Staff turnover at hospitals is picking up, and very damaging to productivity. Just ANOTHER reason to be scanning assets in the O. R. and in SPD....
Hospitals today are facing higher turnover and attrition rates than ever before, according to a survey report from Leaders for Today, a hospital management staffing firm. What's more, increasing turnover isn't limited to certain healthcare jobs — it is affecting every role from the C-suite to the front desk and the front lines.
Survey data from LFT show hospitals will need to replace nearly half of their staff every five years. This challenge is compounded by a shrinking talent pool as more hospital employees retire.

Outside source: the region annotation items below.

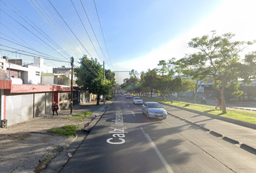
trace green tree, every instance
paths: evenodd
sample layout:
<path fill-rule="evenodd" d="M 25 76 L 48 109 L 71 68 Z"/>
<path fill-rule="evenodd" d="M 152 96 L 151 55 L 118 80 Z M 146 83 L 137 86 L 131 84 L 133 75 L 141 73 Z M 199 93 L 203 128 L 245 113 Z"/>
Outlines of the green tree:
<path fill-rule="evenodd" d="M 152 97 L 152 92 L 153 91 L 153 89 L 155 88 L 153 79 L 155 79 L 156 76 L 157 76 L 157 70 L 155 68 L 153 70 L 148 69 L 143 78 L 142 86 L 143 87 L 147 88 L 148 91 L 149 91 L 151 93 L 151 97 Z"/>
<path fill-rule="evenodd" d="M 195 103 L 197 92 L 203 82 L 207 81 L 210 70 L 205 65 L 205 56 L 201 53 L 186 56 L 179 60 L 177 63 L 180 66 L 184 76 L 191 78 L 195 81 L 193 103 Z"/>
<path fill-rule="evenodd" d="M 190 78 L 184 77 L 182 78 L 182 82 L 178 83 L 179 85 L 175 86 L 174 91 L 178 93 L 178 101 L 180 101 L 180 97 L 186 93 L 186 99 L 187 102 L 187 92 L 189 91 L 194 90 L 194 86 L 195 82 L 194 81 L 191 81 Z"/>
<path fill-rule="evenodd" d="M 234 41 L 232 37 L 234 35 L 232 33 L 218 36 L 215 31 L 212 32 L 211 36 L 206 35 L 192 39 L 189 46 L 198 49 L 197 55 L 202 56 L 204 63 L 210 71 L 209 79 L 213 80 L 214 89 L 221 93 L 222 112 L 226 113 L 224 89 L 226 87 L 233 87 L 236 90 L 233 94 L 236 97 L 242 94 L 238 87 L 238 78 L 241 76 L 239 72 L 242 66 L 239 53 L 254 43 Z"/>
<path fill-rule="evenodd" d="M 173 103 L 171 98 L 171 90 L 178 81 L 181 81 L 179 75 L 181 74 L 180 66 L 177 65 L 174 58 L 168 60 L 159 61 L 158 64 L 159 73 L 162 75 L 163 84 L 166 86 L 166 90 L 169 96 L 171 102 Z"/>
<path fill-rule="evenodd" d="M 103 82 L 103 71 L 102 66 L 97 59 L 89 59 L 87 56 L 80 58 L 80 66 L 74 68 L 77 79 L 76 83 L 82 89 L 90 93 L 98 94 L 97 105 L 99 105 L 100 95 L 108 93 L 106 89 L 110 89 L 108 82 Z"/>

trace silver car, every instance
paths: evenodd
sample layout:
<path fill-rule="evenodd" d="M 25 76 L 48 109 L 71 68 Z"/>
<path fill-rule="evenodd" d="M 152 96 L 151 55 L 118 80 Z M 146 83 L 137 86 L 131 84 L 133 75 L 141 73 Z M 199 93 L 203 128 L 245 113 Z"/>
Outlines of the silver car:
<path fill-rule="evenodd" d="M 158 102 L 145 102 L 142 105 L 142 113 L 147 117 L 167 117 L 167 111 Z"/>
<path fill-rule="evenodd" d="M 140 97 L 135 97 L 132 100 L 133 104 L 143 104 L 143 100 Z"/>

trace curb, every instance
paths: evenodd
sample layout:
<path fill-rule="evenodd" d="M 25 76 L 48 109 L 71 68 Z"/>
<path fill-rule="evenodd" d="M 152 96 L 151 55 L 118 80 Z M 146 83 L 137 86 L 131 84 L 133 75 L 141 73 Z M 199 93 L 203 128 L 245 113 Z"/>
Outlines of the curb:
<path fill-rule="evenodd" d="M 195 123 L 192 123 L 192 122 L 190 122 L 189 120 L 187 120 L 186 119 L 182 118 L 182 117 L 180 117 L 179 116 L 176 116 L 176 115 L 175 115 L 174 114 L 171 114 L 169 112 L 167 112 L 167 113 L 168 115 L 170 115 L 171 116 L 172 116 L 174 117 L 176 117 L 176 118 L 177 118 L 177 119 L 179 119 L 180 120 L 184 121 L 184 122 L 186 122 L 187 123 L 189 123 L 189 124 L 191 124 L 192 125 L 198 127 L 201 130 L 204 130 L 205 132 L 208 132 L 210 134 L 211 134 L 211 135 L 213 135 L 213 136 L 216 136 L 217 138 L 220 138 L 221 139 L 222 139 L 222 140 L 223 140 L 225 141 L 227 141 L 227 142 L 231 143 L 232 144 L 239 145 L 241 148 L 242 148 L 242 149 L 244 149 L 244 150 L 245 150 L 245 151 L 247 151 L 248 152 L 250 152 L 252 154 L 256 154 L 256 148 L 253 148 L 253 147 L 252 147 L 250 146 L 248 146 L 248 145 L 244 144 L 244 143 L 242 143 L 241 144 L 241 143 L 239 141 L 238 141 L 236 140 L 234 140 L 234 139 L 232 139 L 232 138 L 229 138 L 227 136 L 223 136 L 222 134 L 221 134 L 221 133 L 219 133 L 218 132 L 213 131 L 210 129 L 206 128 L 205 128 L 205 127 L 203 127 L 202 125 L 197 125 L 197 124 L 196 124 Z"/>
<path fill-rule="evenodd" d="M 67 156 L 68 153 L 74 154 L 77 148 L 81 145 L 82 142 L 86 138 L 91 129 L 98 123 L 101 117 L 105 114 L 108 107 L 112 104 L 113 101 L 108 105 L 105 105 L 104 109 L 101 112 L 101 115 L 93 115 L 90 125 L 85 127 L 83 130 L 84 132 L 87 132 L 86 134 L 81 134 L 76 136 L 76 137 L 72 140 L 72 141 L 67 145 L 67 147 L 59 153 L 46 167 L 46 168 L 42 170 L 41 173 L 55 173 L 59 172 L 63 167 L 69 161 L 70 157 Z"/>

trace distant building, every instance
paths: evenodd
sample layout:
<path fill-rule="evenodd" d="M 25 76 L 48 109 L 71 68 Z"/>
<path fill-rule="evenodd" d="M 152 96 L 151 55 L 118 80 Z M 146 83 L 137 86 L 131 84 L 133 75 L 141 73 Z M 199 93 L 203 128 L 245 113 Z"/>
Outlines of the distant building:
<path fill-rule="evenodd" d="M 53 71 L 55 75 L 59 76 L 58 80 L 59 81 L 59 82 L 61 80 L 63 80 L 63 82 L 66 83 L 66 81 L 65 81 L 67 79 L 65 77 L 65 76 L 66 76 L 67 77 L 69 78 L 69 84 L 68 85 L 71 85 L 71 78 L 72 78 L 72 68 L 67 68 L 67 67 L 65 67 L 65 66 L 62 66 L 61 67 L 54 68 Z M 62 74 L 62 76 L 60 76 L 59 74 Z M 77 78 L 75 75 L 75 73 L 73 71 L 73 85 L 77 85 L 77 84 L 75 83 L 77 79 Z"/>

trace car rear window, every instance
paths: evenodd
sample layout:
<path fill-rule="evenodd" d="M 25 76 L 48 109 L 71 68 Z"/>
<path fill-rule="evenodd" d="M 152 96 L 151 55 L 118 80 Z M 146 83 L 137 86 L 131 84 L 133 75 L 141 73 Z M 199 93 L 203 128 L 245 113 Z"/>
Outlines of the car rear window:
<path fill-rule="evenodd" d="M 163 107 L 158 103 L 148 103 L 148 108 L 162 108 Z"/>

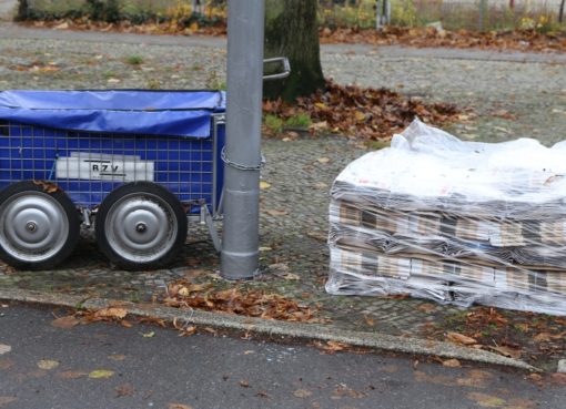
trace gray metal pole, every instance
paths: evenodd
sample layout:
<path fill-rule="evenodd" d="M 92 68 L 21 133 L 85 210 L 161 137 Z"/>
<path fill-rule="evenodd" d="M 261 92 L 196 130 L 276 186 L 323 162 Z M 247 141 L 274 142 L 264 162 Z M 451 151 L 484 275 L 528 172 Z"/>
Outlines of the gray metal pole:
<path fill-rule="evenodd" d="M 228 2 L 228 104 L 221 273 L 259 269 L 264 0 Z"/>
<path fill-rule="evenodd" d="M 487 0 L 479 0 L 479 19 L 478 19 L 478 29 L 479 31 L 484 31 L 485 29 L 485 12 L 487 10 Z"/>

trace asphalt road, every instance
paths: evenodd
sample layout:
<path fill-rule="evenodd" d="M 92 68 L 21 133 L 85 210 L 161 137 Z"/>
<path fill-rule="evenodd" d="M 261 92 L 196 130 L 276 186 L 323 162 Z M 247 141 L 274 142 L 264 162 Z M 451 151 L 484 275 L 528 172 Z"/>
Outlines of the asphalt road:
<path fill-rule="evenodd" d="M 52 320 L 51 310 L 0 307 L 0 408 L 550 409 L 566 399 L 565 387 L 493 368 Z"/>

"This study confirmed what is the worst-case scenario for many hospitals, they are losing critical employees faster than they can replace them," said Bill Haylon, CEO of LFT. "The average hospital has hundreds of open positions at any one time. How confident would you be in going to one of these facilities for care knowing they are so short-staffed at important positions?"
The report includes survey responses from 852 participants, including C-suite executives, clinical and non-clinical administration, staff physicians and staff nurses. The survey was administered in April 2017 to hospital workers across the nation.
Here are four main takeaways from the survey.
1. Continuity in hospital employment is lacking. Nearly 43 percent of respondents reported they have been with their current hospital for fewer than two years and 65.7 percent said they have been with their hospital for fewer than five years.
More than one-third (37 percent) of respondents plan to leave their current organization within the next two years, and 68.6 percent plan to leave within five years. The rapid pace at which all hospital employees are switching jobs is widening the knowledge gap.
2. The current hospital environment promotes high turnover. More than a quarter (27.4 percent) of respondents left their job for a promotion or a better opportunity for advancement. Another 14.4 percent left for better compensation. The largest proportion (58.2 percent) left for other reasons, such as long work hours, frustration and burnout.
3. The growing proportion of retiring employees poses an additional challenge. As the workforce ages, hospitals are looking at a significantly smaller pool of experienced talent to fill retirees' positions. The survey found 47.7 percent of respondents indicated they plan to retire within the next decade, while 22.1 percent expect to retire within five years.
4. The hospital hiring process needs a tune up. According to LFT, it appears that hospitals frequently lose candidates who land job opportunities more quickly elsewhere. Respondents cited speed and transparency as the top two frustrations with the hiring process. LFT suggests hospitals will be the most competitive for attracting top talent if they can optimize the hiring process and move quickly.